Designing Tool Interfaces for LLM Agents

The quality of an agent’s tool interfaces determines its ceiling. A well-designed tool turns a mediocre model into a capable agent. A poorly designed one makes even the best model fumble.

The Tool Interface Contract

Every tool an agent uses is essentially an API contract. The model reads a description, decides to call it, provides arguments, and interprets the result. Each step is a point of failure.
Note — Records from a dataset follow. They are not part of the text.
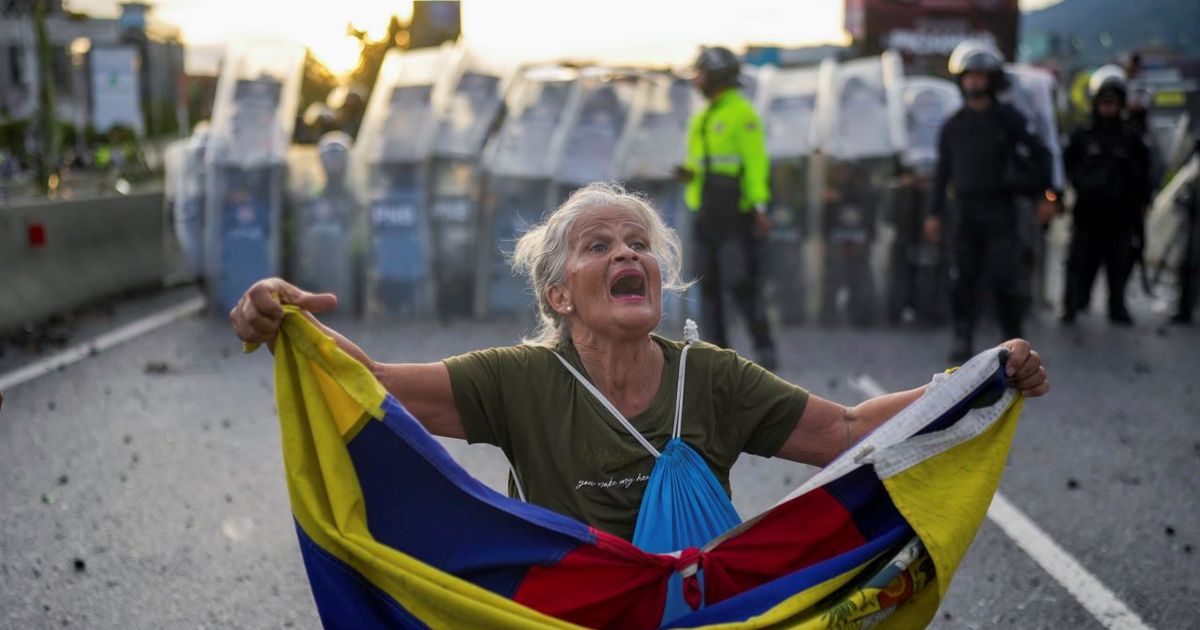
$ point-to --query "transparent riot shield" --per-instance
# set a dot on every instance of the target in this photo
(787, 101)
(517, 171)
(393, 154)
(654, 143)
(1032, 91)
(918, 279)
(861, 132)
(473, 103)
(323, 215)
(252, 119)
(592, 129)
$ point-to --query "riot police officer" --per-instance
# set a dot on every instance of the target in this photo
(1189, 267)
(988, 156)
(1108, 166)
(727, 189)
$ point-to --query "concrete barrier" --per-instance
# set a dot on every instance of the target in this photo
(60, 255)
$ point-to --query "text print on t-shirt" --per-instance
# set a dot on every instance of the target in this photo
(613, 483)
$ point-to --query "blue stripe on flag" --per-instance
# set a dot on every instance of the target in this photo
(420, 502)
(346, 599)
(766, 597)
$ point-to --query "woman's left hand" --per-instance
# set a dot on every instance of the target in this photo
(1025, 370)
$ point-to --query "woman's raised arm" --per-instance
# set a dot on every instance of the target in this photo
(423, 388)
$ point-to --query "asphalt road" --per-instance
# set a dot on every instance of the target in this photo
(143, 487)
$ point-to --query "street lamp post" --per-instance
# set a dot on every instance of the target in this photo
(79, 48)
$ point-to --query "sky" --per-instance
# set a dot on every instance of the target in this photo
(635, 31)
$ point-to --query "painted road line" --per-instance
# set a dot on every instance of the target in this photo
(1085, 587)
(102, 342)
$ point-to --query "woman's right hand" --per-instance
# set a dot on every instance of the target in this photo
(257, 316)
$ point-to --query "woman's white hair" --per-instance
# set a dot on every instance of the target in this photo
(541, 252)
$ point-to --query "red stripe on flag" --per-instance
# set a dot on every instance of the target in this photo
(610, 583)
(805, 531)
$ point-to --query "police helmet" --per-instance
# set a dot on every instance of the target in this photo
(719, 65)
(976, 57)
(334, 149)
(1109, 78)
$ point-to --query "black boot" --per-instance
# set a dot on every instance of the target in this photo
(767, 359)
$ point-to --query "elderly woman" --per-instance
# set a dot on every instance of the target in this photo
(574, 407)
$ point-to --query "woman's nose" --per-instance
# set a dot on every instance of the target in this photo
(623, 252)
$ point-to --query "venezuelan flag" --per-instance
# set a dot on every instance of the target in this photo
(395, 534)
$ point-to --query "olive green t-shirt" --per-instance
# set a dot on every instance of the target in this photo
(574, 457)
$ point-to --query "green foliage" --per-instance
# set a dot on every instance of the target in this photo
(317, 82)
(373, 51)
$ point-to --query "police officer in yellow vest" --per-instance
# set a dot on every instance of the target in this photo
(727, 189)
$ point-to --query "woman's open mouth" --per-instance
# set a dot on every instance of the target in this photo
(629, 286)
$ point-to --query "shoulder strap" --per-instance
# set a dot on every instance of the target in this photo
(609, 406)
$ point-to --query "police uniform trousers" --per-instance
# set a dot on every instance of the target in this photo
(1105, 244)
(985, 256)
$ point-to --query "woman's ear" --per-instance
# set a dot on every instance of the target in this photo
(559, 300)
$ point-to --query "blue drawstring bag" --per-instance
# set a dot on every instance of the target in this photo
(684, 505)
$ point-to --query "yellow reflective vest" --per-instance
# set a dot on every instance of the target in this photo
(730, 131)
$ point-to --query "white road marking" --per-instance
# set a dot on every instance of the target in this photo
(1085, 587)
(120, 335)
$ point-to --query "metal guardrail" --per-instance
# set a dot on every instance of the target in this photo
(60, 255)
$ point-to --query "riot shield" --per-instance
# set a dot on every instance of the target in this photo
(654, 143)
(396, 142)
(861, 132)
(787, 101)
(519, 167)
(252, 119)
(473, 101)
(917, 283)
(593, 127)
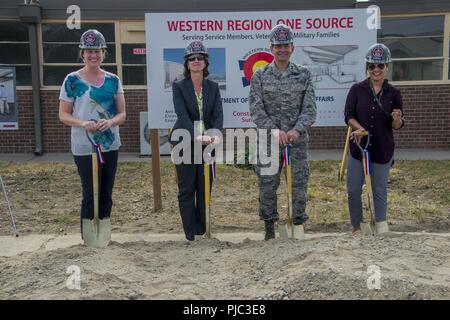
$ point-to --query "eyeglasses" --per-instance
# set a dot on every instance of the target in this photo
(372, 66)
(198, 57)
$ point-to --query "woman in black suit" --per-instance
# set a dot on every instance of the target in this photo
(198, 107)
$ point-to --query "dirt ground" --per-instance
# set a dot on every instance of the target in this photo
(413, 262)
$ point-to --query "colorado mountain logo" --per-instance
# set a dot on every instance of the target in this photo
(253, 60)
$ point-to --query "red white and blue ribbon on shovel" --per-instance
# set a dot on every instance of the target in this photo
(98, 149)
(212, 168)
(366, 162)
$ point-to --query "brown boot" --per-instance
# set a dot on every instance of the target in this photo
(269, 227)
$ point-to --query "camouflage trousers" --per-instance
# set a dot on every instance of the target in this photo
(268, 185)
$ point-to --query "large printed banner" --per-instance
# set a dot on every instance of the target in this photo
(331, 43)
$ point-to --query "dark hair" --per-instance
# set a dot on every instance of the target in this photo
(187, 73)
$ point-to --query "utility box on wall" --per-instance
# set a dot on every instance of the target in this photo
(164, 145)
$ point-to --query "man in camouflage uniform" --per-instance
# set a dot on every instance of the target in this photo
(282, 98)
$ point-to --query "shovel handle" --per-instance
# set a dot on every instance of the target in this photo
(207, 200)
(95, 186)
(341, 173)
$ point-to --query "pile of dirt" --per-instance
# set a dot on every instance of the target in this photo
(392, 266)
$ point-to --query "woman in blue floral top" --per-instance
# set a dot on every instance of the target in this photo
(92, 100)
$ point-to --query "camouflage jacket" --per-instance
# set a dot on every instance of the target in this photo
(283, 101)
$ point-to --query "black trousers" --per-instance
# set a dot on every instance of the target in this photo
(191, 198)
(107, 175)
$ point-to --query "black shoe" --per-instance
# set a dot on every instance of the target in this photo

# Bad: ambiguous, overloaded
{
    "name": "search",
    "description": "Search for things",
    "parameters": {
        "query": "string",
        "type": "string"  # What types? How does the model know?
    }
}

# Good: specific, self-documenting
{
    "name": "search_documentation",
    "description": "Search the project's technical documentation. Returns matching sections with page references.",
    "parameters": {
        "query": {
            "type": "string",
            "description": "Natural language search query. Be specific — 'authentication flow' works better than 'auth'."
        },
        "max_results": {
            "type": "integer",
            "description": "Maximum number of results to return. Default: 5, Max: 20.",
            "default": 5
        }
    }
}

Parameter Design Principles

Use enums over free-text when the set of valid values is known. Models are remarkably good at picking from a list, but unreliable at guessing the exact string format you expect.

Provide defaults for optional parameters. Every parameter without a default is a decision the model has to make — and each decision is a chance for error.

Flatten nested objects when possible. Models handle flat parameter lists much better than deeply nested JSON structures.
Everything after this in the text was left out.